What are some of the biggest challenges prolonging sustainable DEI? How can organisations overcome these?
Organisations are made of people, and people live in the society. They carry their perceptions everywhere, including the workplace.
One of the biggest challenges to sustainable DEI is inter-personal prejudices. It is not enough to have inclusive policies. You also need to create an inclusive environment.
The number one barrier to that is lack of awareness of the ‘other’ point of view. That is where real impact is needed. Organisations must look at building awareness to break barriers of stereotypes and prejudice.
With the waves of 'Great Resignation' looming over employers, how is talent retention evolving?

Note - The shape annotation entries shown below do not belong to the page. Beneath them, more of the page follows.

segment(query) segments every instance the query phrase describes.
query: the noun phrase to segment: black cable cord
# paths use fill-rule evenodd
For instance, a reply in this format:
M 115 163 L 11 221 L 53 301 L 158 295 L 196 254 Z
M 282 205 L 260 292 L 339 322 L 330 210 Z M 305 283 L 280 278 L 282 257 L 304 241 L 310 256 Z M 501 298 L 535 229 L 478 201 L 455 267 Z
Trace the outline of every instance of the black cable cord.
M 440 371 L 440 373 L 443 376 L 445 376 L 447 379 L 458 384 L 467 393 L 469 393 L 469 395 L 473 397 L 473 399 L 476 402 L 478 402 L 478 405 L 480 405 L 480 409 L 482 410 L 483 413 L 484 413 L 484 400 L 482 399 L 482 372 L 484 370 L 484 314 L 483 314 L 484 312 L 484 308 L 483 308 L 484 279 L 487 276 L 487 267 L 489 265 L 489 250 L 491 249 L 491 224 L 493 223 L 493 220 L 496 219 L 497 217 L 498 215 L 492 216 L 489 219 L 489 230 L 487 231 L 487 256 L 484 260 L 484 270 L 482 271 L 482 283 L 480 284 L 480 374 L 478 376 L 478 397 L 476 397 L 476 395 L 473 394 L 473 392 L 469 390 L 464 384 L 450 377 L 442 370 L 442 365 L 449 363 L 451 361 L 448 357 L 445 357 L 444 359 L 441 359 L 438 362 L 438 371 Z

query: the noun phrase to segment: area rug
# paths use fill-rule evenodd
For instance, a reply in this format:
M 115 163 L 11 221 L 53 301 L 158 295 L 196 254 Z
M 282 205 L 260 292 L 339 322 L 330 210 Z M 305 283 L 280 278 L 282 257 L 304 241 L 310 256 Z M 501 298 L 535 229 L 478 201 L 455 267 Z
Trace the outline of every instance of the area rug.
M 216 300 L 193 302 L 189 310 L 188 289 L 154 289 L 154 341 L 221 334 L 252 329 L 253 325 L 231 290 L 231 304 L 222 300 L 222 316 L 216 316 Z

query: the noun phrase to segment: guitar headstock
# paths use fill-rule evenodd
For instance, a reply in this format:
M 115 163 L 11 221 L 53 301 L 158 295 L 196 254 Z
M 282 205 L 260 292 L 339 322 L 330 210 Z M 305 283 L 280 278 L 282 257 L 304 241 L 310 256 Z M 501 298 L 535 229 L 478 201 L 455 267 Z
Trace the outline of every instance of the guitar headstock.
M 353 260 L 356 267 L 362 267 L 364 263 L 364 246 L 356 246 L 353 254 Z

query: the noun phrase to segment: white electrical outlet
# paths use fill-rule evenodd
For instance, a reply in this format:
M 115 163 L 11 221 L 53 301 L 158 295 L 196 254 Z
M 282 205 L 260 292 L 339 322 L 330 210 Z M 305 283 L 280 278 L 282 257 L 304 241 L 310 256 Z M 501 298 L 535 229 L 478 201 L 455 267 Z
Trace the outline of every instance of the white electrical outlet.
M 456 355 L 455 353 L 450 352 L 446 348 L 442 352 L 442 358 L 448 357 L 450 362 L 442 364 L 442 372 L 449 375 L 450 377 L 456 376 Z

The pandemic has obviously led to a big change in how people look at their lives and what they want to achieve. This is a global phenomenon, and just as with everything else, this too will settle down. As I mentioned before, you have to foster a growth mindset among your people. Growth doesn’t happen by staying still. It happens when you take on challenges. When people leave, there are also greater opportunities to grow people from within and for expanded roles.
In enabling a hybrid workforce, what digital essentials came to the fore in 2021? How crucial are these in light of the delayed return to the workplace following the spread of the new variant?
Whether we return today or six months later, there are some digital shifts that have happened for good. We are far more agile in collaborating in different environments.
For us, specifically, the media becoming more digital is also a significant shift. That’s changed the skills we require, since earlier, we would look for people who could engage with the media through media rounds, etc. Plus, it has changed how people consume the news. So for us, one big stakeholder has changed significantly. Influencers and how to work with them is also an area relevant for us, and a lot has happened there as well.
However, engaging virtual and physical equally is a skill that we are all still learning. We will get better at it when there are more opportunities for putting this into practice.
What do CEOs need most from the HR function in 2022? As a leader, what are you most looking forward to in the next year?
The year 2022 will be very critical from a people point of view for every organisation. With recovery in mind, but the world continuing to be pulled in different directions by COVID, climate change and many other pivotal issues, organisations need to rally their people more effectively than ever before.
Guided by that, there are three areas CEOs need HR to put the most effort into—hiring, engagement and development.
In hiring, they need to take a new look at the job profiles and evolve them into more relevant and interesting profiles to incorporate new realities, like shift to digital. For instance, traditional public relations jobs are evolving into integrated communications roles. Hiring also needs to be more nimble and creative.
In terms of engagement, HR needs to figure out ways to normalize hybrid ways of bringing people together. This will continue to be our new reality, so we need to equally engage people who are continuing to work from home as well as those who have returned to office. Also, given the fraught environment we live in, DEI needs to continue being a focus area.
Training too needs to get more engaging. We need to develop people to be better equipped to grow in the new environment. For instance, better digital dexterity even in traditionally non-digital roles.